Anthropology and human biology graduate Abbe McCarter received the Bradley Currey Jr. Seminar Award for her project “Food Insecurity on the Cattaraugus Reservation.” This was part of her honors thesis titled “Windows into the Lived Experiences and Health Consequences of Food Insecurity on the Cattaraugus Reservation: Implications for Indigenous Peoples’ Food Sovereignty”. She graduated in May with highest honors.
“I am beyond grateful for the Rose Library and their consideration for the Bradley Currey Jr. Seminar Award. This award allowed me to travel to the Seneca Nation of Indians’ Cattaraugus Reservation and conduct first hand qualitative and quantitative research. The experience as a whole provided me with significant lessons in conducting anthropological research as I examined the lived experiences and health consequences of food insecurity and sovereignty for Indigenous Peoples. I am certain that this award, the mentorship of Dr. Vidali and the rest of Emory’s Anthropology department, and the completion of my honors thesis, contributed to me achieving my current position – as the 2019/20 Melvin Ember intern with HRAF at Yale University working with some of the most important minds and data in cross-cultural research. Having the opportunity to travel to the Cattaraugus Reservation was absolutely critical, and allowed me to foster relationships with interlocutors in the field and embark upon a course of study which will continue to grow for years to come thanks to the Bradley Currey Jr. Seminar Award!”

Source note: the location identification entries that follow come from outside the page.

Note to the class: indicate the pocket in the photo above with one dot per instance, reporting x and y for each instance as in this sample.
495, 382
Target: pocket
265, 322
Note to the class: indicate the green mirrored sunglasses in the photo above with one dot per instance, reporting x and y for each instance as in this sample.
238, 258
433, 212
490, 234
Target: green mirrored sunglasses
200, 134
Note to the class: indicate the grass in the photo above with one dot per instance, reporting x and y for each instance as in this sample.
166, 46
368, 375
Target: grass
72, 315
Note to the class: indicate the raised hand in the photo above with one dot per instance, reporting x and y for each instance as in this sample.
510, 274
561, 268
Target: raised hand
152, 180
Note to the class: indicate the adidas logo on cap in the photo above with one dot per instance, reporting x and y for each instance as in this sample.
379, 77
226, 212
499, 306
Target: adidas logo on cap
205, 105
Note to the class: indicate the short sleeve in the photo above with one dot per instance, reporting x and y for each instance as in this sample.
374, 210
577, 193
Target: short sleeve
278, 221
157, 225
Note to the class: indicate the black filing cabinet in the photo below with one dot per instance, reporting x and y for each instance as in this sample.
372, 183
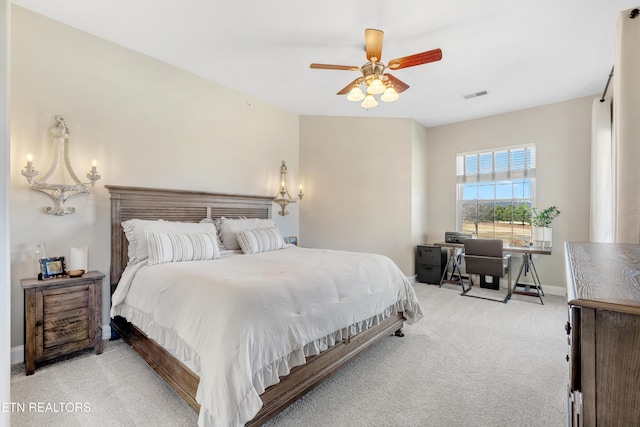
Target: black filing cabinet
430, 263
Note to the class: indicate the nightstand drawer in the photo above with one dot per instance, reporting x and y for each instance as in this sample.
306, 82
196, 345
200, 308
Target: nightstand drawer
431, 255
65, 299
66, 327
429, 273
62, 315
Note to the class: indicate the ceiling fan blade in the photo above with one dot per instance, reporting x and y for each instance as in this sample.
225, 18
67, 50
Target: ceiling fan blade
348, 87
335, 67
398, 85
417, 59
373, 44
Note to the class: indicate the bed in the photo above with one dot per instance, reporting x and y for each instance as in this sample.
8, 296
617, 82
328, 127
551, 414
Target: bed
345, 343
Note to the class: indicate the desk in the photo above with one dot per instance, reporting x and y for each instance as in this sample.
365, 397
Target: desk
456, 250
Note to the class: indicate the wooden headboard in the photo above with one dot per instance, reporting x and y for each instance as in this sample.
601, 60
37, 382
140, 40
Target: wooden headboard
172, 205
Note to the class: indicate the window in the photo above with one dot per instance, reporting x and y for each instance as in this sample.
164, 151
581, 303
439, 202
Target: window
495, 193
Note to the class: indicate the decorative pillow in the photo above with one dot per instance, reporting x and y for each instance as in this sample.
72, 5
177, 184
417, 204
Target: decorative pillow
168, 247
260, 240
215, 223
229, 227
134, 230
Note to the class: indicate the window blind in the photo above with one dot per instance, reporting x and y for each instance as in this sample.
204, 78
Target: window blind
506, 163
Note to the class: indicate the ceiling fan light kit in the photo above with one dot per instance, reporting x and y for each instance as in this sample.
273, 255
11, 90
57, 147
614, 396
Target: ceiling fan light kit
374, 79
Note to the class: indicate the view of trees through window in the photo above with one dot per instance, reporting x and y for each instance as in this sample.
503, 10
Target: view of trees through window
491, 203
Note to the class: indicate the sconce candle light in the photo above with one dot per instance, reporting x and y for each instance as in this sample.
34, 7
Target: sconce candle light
59, 193
283, 198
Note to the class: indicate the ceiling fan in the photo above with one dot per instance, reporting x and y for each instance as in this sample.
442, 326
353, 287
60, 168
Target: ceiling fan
374, 77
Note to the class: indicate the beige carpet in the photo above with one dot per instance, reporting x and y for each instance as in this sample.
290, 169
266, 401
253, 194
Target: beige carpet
469, 362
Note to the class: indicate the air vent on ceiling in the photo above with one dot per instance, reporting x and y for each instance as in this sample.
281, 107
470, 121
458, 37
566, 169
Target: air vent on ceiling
474, 95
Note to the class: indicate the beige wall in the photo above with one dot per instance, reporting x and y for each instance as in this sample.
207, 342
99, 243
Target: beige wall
145, 122
562, 134
5, 284
419, 181
357, 174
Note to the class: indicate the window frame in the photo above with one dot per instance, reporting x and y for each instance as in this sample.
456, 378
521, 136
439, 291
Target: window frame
479, 173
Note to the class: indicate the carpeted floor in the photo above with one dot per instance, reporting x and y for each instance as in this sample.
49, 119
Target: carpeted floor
469, 362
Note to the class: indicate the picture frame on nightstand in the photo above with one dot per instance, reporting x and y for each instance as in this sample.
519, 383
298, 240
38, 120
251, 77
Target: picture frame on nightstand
52, 267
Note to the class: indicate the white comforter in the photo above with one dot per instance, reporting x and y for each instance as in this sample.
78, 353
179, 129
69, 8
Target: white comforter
244, 320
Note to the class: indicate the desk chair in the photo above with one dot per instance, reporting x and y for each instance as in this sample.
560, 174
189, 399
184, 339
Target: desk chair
486, 258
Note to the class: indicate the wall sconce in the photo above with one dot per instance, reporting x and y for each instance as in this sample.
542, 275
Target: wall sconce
59, 193
283, 198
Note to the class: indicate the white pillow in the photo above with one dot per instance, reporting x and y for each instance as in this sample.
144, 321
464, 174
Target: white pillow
169, 247
260, 240
134, 230
229, 227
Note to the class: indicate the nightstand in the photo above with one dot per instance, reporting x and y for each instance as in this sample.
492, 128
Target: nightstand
431, 262
61, 316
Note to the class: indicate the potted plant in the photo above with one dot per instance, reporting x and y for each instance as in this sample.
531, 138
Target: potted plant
541, 221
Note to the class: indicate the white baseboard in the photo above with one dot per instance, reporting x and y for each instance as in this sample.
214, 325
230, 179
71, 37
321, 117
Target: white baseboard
17, 353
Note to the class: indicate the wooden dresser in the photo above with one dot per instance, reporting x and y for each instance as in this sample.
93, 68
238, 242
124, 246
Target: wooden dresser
61, 316
603, 282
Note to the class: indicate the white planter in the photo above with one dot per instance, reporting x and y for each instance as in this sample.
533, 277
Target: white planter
543, 236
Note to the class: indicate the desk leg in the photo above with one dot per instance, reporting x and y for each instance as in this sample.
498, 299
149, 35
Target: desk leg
527, 264
454, 261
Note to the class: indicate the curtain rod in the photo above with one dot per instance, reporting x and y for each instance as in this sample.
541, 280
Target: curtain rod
607, 85
634, 13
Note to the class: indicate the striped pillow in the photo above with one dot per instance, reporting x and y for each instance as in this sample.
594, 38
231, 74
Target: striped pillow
260, 240
169, 247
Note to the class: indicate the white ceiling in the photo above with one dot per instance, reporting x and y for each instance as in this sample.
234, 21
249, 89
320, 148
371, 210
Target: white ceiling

She is one of eleven Emory students who recently received undergraduate research awards for their library research. Read more in the Emory News Center.
Suma Ikeuchi (16PhD), Assistant Professor of Liberal Arts at the School of the Art Institute of Chicago, has several publications and travel plans coming up this summer. Her first book, Jesus Loves Japan: Return Migration and Global Pentecostalism in a Brazilian Diaspora, has just been published by Stanford University Press (June 2019). With the Engaged Anthropology Grant from the Wenner-Gren Foundation, she is traveling to Japan and Brazil this summer to share the research results with the migrants who participated in the study and to deliver lectures at a number of universities in both countries including Nanzan University and the University of São Paulo. Her most recent article, “From Slaves to Agents: Pentecostal Ethic and Precarious Labor among Brazilian Migrants in Toyota, Japan” has also been published by The Journal of the American Academy of Religion (JAAR), the premier academic journal in religious studies. She is also expanding her scholarship to an exciting new direction by exploring the crossroads of Anthropology and Art. A panel discussion with several prominent Japanese anthropologists titled “Writing, Creating, and Teaching at the Intersection of Art and Anthropology” will take place this summer at Kyoto City University of Arts.